What Arkansas is doing is using Medicaid dollars and sending people to the private health insurance exchanges, where they will shop for a plan like millions of other Americans expected to receive subsidies.
A private insurance plan tends to be more expensive than Medicaid. The Congressional Budget Office estimates the difference between the two, for an individual, is $3,000.

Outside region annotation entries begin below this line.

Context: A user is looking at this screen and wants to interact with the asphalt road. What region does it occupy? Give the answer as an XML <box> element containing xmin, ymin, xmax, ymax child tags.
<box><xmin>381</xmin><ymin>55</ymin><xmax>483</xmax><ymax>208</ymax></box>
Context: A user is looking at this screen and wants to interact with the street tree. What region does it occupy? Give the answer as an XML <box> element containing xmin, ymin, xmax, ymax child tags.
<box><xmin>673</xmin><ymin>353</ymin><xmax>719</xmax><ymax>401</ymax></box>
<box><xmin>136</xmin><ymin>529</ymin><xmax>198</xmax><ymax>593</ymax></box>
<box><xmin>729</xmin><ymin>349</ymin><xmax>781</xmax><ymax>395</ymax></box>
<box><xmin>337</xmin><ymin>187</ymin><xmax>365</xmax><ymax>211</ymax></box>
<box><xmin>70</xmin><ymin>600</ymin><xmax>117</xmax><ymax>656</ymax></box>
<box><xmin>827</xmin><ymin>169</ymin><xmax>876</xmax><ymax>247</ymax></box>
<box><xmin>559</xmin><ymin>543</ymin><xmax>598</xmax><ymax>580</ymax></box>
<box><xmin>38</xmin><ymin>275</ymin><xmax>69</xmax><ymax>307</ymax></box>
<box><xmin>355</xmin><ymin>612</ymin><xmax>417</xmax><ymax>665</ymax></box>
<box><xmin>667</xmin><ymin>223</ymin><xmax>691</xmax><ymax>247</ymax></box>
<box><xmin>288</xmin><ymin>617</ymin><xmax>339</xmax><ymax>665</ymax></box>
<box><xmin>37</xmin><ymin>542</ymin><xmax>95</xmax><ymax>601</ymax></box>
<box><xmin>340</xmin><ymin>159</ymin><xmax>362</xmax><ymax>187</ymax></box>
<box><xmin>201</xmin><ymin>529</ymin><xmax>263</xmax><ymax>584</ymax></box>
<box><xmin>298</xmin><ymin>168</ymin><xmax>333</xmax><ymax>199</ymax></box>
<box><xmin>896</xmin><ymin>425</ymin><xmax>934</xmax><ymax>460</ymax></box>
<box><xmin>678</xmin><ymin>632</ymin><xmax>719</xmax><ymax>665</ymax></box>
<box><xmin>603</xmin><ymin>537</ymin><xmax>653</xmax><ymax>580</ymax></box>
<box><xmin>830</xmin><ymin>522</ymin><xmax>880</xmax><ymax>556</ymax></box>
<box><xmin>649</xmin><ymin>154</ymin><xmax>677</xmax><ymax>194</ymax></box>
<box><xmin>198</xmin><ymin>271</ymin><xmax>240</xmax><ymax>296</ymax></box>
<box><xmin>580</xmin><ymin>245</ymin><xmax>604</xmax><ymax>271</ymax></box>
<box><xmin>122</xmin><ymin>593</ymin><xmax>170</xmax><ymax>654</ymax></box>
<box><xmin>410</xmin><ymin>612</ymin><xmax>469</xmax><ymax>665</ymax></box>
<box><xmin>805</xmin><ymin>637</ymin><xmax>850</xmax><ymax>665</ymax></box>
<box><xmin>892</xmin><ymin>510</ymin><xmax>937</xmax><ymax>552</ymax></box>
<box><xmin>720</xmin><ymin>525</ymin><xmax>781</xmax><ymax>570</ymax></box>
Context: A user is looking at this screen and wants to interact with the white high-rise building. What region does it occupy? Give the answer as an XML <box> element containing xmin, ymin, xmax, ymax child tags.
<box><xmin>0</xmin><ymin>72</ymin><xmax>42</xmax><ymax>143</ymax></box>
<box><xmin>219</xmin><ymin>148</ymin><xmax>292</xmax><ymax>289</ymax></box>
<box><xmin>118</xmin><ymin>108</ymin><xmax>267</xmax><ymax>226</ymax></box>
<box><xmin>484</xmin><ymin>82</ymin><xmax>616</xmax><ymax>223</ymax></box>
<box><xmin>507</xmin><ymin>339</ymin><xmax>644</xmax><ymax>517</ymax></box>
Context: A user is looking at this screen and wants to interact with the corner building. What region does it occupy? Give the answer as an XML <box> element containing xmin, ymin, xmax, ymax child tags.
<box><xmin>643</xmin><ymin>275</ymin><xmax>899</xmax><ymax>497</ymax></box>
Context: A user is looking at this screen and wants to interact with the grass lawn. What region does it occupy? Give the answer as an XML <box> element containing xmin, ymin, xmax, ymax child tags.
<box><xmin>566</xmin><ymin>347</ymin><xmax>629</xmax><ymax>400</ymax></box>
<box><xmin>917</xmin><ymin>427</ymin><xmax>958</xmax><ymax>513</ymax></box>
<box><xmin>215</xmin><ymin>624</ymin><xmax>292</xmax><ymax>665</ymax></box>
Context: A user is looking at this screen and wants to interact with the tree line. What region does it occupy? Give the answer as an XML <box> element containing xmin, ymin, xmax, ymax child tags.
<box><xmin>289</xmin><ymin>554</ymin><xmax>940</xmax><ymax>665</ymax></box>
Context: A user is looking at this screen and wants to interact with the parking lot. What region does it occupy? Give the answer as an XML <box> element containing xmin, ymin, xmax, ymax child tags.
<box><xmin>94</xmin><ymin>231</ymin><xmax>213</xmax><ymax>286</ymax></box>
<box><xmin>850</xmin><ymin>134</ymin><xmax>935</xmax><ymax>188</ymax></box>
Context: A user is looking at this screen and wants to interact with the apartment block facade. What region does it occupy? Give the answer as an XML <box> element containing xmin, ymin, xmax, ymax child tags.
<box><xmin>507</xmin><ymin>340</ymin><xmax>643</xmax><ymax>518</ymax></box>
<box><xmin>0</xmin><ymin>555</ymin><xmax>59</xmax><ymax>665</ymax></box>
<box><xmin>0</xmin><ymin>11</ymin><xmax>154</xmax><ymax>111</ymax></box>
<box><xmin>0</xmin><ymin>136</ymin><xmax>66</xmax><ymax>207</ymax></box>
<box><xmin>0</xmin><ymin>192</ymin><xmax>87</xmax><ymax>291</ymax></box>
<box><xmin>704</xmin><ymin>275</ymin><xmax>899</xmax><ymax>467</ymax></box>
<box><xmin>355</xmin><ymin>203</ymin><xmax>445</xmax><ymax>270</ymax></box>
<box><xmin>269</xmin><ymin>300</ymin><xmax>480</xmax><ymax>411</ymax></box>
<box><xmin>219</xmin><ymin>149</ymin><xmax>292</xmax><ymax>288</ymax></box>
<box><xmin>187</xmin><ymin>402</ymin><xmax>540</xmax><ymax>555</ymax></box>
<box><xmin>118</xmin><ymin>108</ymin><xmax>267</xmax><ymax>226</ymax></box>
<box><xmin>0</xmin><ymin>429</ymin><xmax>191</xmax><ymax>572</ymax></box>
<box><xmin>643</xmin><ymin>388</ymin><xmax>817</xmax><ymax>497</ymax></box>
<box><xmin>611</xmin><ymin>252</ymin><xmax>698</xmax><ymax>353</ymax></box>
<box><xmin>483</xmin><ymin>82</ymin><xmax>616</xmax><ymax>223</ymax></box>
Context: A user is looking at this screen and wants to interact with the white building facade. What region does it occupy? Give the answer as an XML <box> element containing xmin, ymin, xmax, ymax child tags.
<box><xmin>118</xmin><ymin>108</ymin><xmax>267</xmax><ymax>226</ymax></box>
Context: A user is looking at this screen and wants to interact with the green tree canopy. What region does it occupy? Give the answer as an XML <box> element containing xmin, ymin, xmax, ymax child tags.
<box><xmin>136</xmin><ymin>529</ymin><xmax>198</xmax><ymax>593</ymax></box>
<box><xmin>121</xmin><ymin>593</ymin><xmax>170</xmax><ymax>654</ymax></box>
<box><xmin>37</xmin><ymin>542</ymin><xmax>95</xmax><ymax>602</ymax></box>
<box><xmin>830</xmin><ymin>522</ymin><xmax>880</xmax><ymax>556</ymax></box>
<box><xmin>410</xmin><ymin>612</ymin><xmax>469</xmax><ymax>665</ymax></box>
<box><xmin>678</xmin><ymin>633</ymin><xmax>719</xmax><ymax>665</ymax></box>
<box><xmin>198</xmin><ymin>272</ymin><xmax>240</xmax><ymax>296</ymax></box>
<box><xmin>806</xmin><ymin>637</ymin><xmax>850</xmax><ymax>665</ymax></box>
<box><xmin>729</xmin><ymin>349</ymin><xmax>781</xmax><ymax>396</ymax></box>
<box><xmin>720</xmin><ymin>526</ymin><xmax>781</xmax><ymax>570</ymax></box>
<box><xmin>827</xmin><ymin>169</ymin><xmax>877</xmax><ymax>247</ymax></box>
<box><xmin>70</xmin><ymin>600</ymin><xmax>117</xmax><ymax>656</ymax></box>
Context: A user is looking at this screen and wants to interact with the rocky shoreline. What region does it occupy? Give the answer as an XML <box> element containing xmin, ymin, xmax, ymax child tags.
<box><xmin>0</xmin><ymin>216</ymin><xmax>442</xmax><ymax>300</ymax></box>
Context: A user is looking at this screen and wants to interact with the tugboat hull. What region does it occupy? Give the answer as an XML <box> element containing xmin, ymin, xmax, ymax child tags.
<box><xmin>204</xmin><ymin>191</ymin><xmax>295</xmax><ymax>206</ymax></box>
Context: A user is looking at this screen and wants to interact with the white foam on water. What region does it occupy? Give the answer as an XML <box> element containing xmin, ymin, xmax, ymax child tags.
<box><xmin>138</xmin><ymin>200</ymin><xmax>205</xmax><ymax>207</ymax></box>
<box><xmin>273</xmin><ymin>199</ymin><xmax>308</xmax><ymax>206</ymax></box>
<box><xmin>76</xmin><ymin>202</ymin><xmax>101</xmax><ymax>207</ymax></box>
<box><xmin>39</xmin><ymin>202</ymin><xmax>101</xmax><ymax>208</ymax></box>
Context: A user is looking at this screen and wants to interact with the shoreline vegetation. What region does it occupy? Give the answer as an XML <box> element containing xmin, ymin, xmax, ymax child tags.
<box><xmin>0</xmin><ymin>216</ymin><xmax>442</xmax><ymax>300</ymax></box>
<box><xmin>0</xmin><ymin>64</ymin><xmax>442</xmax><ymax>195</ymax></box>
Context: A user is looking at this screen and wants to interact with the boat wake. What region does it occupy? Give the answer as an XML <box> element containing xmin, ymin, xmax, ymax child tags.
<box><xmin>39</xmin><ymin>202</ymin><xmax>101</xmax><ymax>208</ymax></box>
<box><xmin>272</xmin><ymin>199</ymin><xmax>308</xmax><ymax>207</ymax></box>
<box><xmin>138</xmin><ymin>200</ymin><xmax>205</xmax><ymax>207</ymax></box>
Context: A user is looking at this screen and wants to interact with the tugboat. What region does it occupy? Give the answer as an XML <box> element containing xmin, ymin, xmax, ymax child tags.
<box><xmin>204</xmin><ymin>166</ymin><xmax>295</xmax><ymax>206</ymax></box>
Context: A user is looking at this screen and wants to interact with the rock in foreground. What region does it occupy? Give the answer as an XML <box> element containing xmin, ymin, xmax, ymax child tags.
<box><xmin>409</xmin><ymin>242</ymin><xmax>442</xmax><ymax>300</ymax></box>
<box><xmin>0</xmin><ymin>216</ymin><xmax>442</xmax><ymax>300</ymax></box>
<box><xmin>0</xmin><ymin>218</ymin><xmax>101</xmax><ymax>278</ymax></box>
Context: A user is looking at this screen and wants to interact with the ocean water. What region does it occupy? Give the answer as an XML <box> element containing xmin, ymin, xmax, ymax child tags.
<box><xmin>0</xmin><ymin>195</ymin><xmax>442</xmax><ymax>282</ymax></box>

Right now, that doesn’t matter for Arkansas: The federal government will pay 100 percent of the costs for the Medicaid expansion up until 2017. But after that, the match drops to 10 percent — and then the price tag for coverage does have an effect on the Arkansas budget.
I asked (Beebe spokesman Matt) DeCample why buy the more expensive health plans, which will ultimately cost their state, and the federal government, more money.
“These policies are going to be pricier than strictly through Medicaid expansion,” he replied, “But this is the kind of option that our legislature asked us to look for. Our primary hope is that, we can do this, and this is one way to pursue it.”
By Don McCanne, M.D.
Did I get this right? Health and Human Services has granted Arkansas a waiver to allow Medicaid dollars to be used to purchase private health plans in the state insurance exchange, even though they are much more expensive (and have more limited benefits than Medicaid). And they are doing this only so that state legislators can brag about using private insurers for a public program.